Apama 10.3 | Apama Documentation | Developing Apama Applications | Developing Apama Applications in EPL | Working with Streams and Stream Queries | Troubleshooting and stream query coding guidelines | Beware of accidental stream leaks
Beware of accidental stream leaks
Just as it is possible to leak event listeners, it is also possible to leak streams. Suppose that you create a stream but you do not specify the stream as input to any query. This stream still remains in existence, keeps a monitor instance alive, and consumes resources so it is considered to be a stream leak. A stream leak causes memory to be used and not freed. It can also cause unnecessary computation to occur.
A stream leak can happen if you create a stream that you want to use later on in your code. To be able to use this stream, you must assign it to a stream variable that is in scope in the location where you want to use the stream.

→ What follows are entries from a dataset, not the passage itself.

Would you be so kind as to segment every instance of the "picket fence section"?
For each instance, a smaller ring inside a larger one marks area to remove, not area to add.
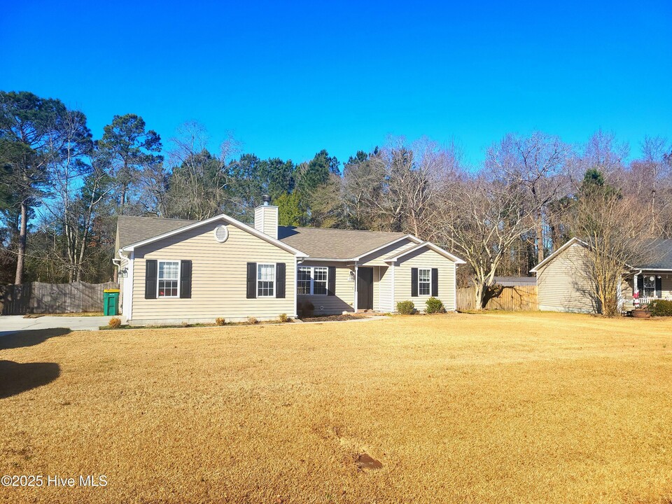
[[[115,282],[105,284],[43,284],[0,286],[3,315],[83,313],[103,311],[103,290],[119,288]]]
[[[475,289],[473,287],[457,289],[457,309],[463,311],[475,309]],[[485,307],[487,309],[501,309],[509,312],[539,309],[537,287],[536,286],[503,287],[496,295],[488,300]]]

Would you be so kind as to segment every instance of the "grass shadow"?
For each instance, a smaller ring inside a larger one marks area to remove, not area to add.
[[[0,336],[0,350],[33,346],[43,343],[50,337],[65,336],[70,333],[66,328],[22,330]]]
[[[0,399],[46,385],[60,374],[61,368],[55,363],[21,364],[13,360],[0,360]]]

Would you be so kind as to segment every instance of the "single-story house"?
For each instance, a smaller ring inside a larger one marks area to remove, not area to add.
[[[672,240],[651,240],[653,258],[647,264],[626,266],[621,284],[622,304],[646,304],[654,299],[672,300]],[[595,313],[596,300],[584,271],[589,246],[573,238],[531,270],[537,276],[539,309]]]
[[[132,325],[424,309],[431,296],[456,309],[464,261],[402,232],[278,225],[278,208],[248,225],[227,215],[204,220],[121,216],[115,263],[121,310]]]

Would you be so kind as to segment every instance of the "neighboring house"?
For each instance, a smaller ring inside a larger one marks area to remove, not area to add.
[[[115,262],[122,313],[134,325],[394,312],[431,296],[456,309],[464,261],[405,233],[278,225],[278,209],[254,225],[226,215],[204,220],[120,216]]]
[[[537,285],[534,276],[495,276],[493,281],[503,287],[534,287]]]
[[[652,240],[648,264],[628,267],[621,285],[621,302],[645,304],[654,299],[672,299],[672,240]],[[539,309],[594,313],[596,300],[584,271],[589,246],[573,238],[546,258],[531,272],[537,276]]]

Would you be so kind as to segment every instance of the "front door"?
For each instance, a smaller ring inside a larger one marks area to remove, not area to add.
[[[373,309],[373,268],[357,268],[357,309]]]

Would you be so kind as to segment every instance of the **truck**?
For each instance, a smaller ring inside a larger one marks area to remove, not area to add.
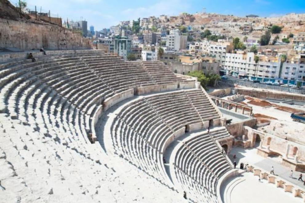
[[[305,123],[305,113],[300,112],[291,113],[290,117],[294,121]]]

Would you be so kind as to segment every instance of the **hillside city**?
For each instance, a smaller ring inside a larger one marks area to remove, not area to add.
[[[183,13],[122,21],[100,31],[93,26],[87,31],[86,21],[63,26],[79,29],[105,52],[129,60],[159,60],[178,73],[197,70],[299,87],[305,85],[304,22],[304,14],[266,18]]]
[[[0,203],[304,202],[304,132],[305,2],[0,0]]]

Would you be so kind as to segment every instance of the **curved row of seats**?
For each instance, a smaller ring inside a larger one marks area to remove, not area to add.
[[[92,117],[104,100],[136,86],[160,82],[141,62],[126,62],[98,51],[36,59],[0,65],[0,112],[46,135],[89,136],[94,130]],[[162,83],[184,81],[174,76]]]
[[[232,168],[213,137],[229,134],[225,127],[216,128],[183,140],[170,160],[171,175],[195,201],[217,202],[219,178]]]
[[[204,99],[199,104],[199,100],[205,96],[201,90],[178,90],[142,96],[128,103],[116,115],[111,127],[114,149],[149,174],[166,182],[163,154],[168,140],[173,140],[175,133],[186,126],[199,123],[202,126],[203,122],[210,118],[219,117],[215,109],[210,115],[202,114],[200,117],[195,105],[200,109],[212,106]],[[193,104],[189,97],[195,98],[196,103]]]

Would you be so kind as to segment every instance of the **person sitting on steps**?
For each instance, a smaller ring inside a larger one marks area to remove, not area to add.
[[[28,55],[27,58],[28,59],[32,59],[32,62],[35,62],[36,61],[36,59],[33,56],[33,54],[31,53],[30,53],[30,54]]]

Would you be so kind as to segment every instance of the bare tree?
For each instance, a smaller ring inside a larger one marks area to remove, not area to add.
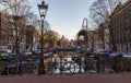
[[[8,0],[4,3],[5,8],[8,9],[8,12],[12,15],[12,25],[15,29],[15,38],[14,38],[14,47],[16,55],[20,51],[20,44],[22,42],[25,42],[25,15],[29,11],[29,5],[27,4],[27,0]]]
[[[110,15],[112,14],[117,4],[121,1],[122,0],[96,0],[91,7],[91,17],[93,19],[94,23],[97,25],[106,23],[105,29],[109,31],[108,44],[115,51],[117,51],[117,46],[114,38],[114,23],[111,22],[112,19]],[[104,34],[102,33],[102,35]]]

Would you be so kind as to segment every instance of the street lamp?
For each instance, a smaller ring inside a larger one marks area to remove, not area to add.
[[[38,4],[38,9],[39,9],[39,14],[40,14],[40,19],[41,19],[41,54],[40,54],[40,62],[39,62],[39,69],[38,69],[38,74],[45,74],[45,66],[44,66],[44,20],[46,17],[46,13],[47,13],[47,9],[48,9],[48,4],[45,4],[45,1],[41,1],[41,4]]]

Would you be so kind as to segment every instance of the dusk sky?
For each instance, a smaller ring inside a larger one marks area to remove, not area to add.
[[[90,7],[94,0],[45,0],[48,3],[48,12],[46,21],[51,29],[57,31],[60,35],[64,35],[69,39],[74,39],[76,33],[82,28],[84,17],[88,17]],[[31,0],[32,11],[38,14],[37,3],[41,0]],[[39,16],[39,14],[38,14]]]

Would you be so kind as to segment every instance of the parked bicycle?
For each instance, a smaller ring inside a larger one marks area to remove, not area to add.
[[[57,70],[59,70],[60,73],[74,74],[76,63],[71,61],[71,58],[70,61],[68,61],[68,59],[69,58],[58,57],[57,55],[46,58],[44,61],[46,73],[53,74]]]

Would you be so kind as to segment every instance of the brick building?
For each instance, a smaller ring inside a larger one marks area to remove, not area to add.
[[[112,15],[115,42],[119,51],[131,51],[131,0],[119,3]]]

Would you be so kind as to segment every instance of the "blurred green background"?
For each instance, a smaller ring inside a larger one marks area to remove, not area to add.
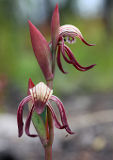
[[[63,75],[56,66],[54,90],[59,94],[113,90],[112,11],[109,9],[110,13],[106,16],[108,6],[105,1],[93,1],[89,3],[89,10],[84,10],[82,0],[59,2],[61,25],[75,25],[89,43],[96,44],[94,47],[88,47],[77,39],[76,43],[70,45],[81,65],[96,66],[87,72],[80,72],[63,62],[65,70],[69,72],[67,75]],[[99,6],[92,7],[93,3]],[[39,8],[41,5],[43,6]],[[17,85],[25,92],[29,77],[35,83],[44,80],[32,50],[27,20],[30,19],[50,41],[50,20],[54,6],[55,1],[50,0],[0,0],[1,81],[5,78],[7,84]]]
[[[6,152],[25,160],[44,159],[40,143],[27,136],[17,137],[16,111],[27,95],[28,79],[35,84],[45,81],[33,53],[27,21],[31,20],[49,42],[57,2],[61,25],[75,25],[87,42],[96,44],[88,47],[78,38],[68,44],[77,61],[96,66],[80,72],[62,59],[68,72],[64,75],[56,65],[54,94],[61,97],[69,124],[78,135],[66,138],[66,133],[55,130],[55,157],[75,160],[80,151],[77,160],[113,159],[108,157],[113,157],[113,1],[0,0],[0,160]],[[95,158],[93,151],[102,153],[102,158]]]

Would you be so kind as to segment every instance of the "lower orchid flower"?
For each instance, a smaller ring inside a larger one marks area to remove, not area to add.
[[[69,128],[66,112],[63,106],[63,103],[60,99],[53,95],[53,90],[51,90],[48,86],[46,86],[43,82],[38,83],[33,88],[29,89],[29,95],[25,97],[19,104],[18,111],[17,111],[17,123],[18,123],[18,136],[21,137],[23,134],[23,107],[26,103],[32,102],[32,107],[30,108],[29,114],[26,119],[25,123],[25,132],[30,137],[36,137],[35,134],[30,134],[29,128],[32,119],[32,114],[34,111],[37,112],[38,115],[43,113],[45,107],[51,112],[53,120],[55,122],[55,126],[58,129],[65,129],[69,134],[74,134]],[[61,122],[58,121],[55,111],[53,109],[53,104],[51,101],[55,102],[58,110],[60,112]]]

If the stream variable goes out of scope or you assign another stream to that variable, the original stream still exists within the monitor instance's internal stream network, but it is no longer accessible. For example:
*The stream variable that references the stream goes out of scope:
action streamLeakExample1(string s) {
   stream<float> prices :=
    from t in all Tick(symbol=s) select t.price;
      ... // If the elided code does not use the stream
}       // a leak occurs when the prices variable goes out of scope.
*You overwrite the stream variable that refers to an unused stream:
action streamLeakExample2(pattern<string> symbols) {
   string s;
   stream<float> prices;
   for s in symbols {
      prices := from t in all Tick(symbol=s) select t.price;
      ... // If the elided code does not use the prices stream
          // a leak occurs when you overwrite prices.
Any code that creates a stream leak is erroneous. Code that repeatedly creates unused, inaccessible streams quickly uses up machine resources. To avoid leaking streams:
*Avoid creating streams you do not intend to use immediately.
*Quit a stream before the variable referring to it goes out of scope.